Die Konferenz Sächsischer Studierendenschaften (KSS) und das Bündnis TVStud rufen dazu auf, sich an den Protesten solidarisch zu beteiligen.

Dazu Felix Fink, Referent für Hochschulpolitik der KSS: „Es ist ein Unding, dass sich die Hochschulen völlig legal eine Hilfsarmee von studentischen Hilfskräften halten können, die mit wissenschaftlicher Arbeit gerade einmal einen Euro über dem aktuellen Mindestlohn verdienen und noch dazu keinerlei tarifliche Rechte haben. Damit muss endlich Schluss sein! Wir Studierende stehen aber auch solidarisch an der Seite unserer Dozierenden: Denn schlechte Arbeitsbedingungen bedeuten in aller Regel auch schlechte Lehre.

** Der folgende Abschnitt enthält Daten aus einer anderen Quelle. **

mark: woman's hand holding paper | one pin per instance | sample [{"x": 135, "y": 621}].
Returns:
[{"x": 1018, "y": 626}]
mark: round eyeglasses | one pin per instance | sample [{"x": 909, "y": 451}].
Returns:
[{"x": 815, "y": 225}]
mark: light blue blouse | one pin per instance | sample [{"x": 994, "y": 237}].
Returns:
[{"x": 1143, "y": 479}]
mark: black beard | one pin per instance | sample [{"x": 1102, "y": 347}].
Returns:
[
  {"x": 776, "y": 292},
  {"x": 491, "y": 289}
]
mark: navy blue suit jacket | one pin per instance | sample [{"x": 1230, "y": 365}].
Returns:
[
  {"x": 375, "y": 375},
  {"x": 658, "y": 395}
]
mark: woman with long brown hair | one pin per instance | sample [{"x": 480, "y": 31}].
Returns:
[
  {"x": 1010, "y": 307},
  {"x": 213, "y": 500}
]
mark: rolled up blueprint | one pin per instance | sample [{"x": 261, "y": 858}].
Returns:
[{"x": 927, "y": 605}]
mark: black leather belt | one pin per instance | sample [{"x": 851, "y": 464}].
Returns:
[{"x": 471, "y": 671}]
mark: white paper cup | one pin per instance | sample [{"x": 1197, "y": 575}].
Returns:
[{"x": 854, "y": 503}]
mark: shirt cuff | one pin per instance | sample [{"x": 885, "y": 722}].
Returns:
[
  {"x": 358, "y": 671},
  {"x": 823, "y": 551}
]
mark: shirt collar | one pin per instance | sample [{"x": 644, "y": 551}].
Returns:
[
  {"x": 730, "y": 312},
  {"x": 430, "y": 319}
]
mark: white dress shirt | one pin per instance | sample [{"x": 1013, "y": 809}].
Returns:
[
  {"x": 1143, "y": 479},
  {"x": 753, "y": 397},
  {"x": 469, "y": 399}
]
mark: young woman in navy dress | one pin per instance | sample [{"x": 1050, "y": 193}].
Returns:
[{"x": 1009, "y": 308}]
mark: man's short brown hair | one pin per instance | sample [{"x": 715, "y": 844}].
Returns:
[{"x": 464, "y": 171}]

Wer auf Hochdeputatsstellen bis zu einem Duzend Seminare pro Woche geben muss, hat natürlich keine Zeit zur Betreuung unserer Kommiliton/-innen, geschweige denn zur eigenen Weiterbildung und Forschung. Wir können uns diese prekären Zustände nicht mehr leisten! Wir unterstützen unsere Dozierenden und Kommiliton/-innen in ihrem Streik und fordern sie auf die Arbeit niederzulegen.“

Dazu die betroffene studentisch Beschäftige Charlotte Blücher vom Bündnis TVStud Sachsen: „Unser Bündnis setzt sich für einen Tarifvertrag für studentisch Beschäftigte (TV Stud) an sächsischen Hochschulen ein. Die Arbeitsbedingungen an den Universitäten und Fachhochschulen sind für den Mittelbau und die studentischen Beschäftigten denkbar schlecht. Wir hangeln uns von befristetem Vertrag zu befristetem Vertrag ohne Aussicht auf Entfristung. Dazu haben studentische Beschäftigte nicht einmal einen Tarifvertrag.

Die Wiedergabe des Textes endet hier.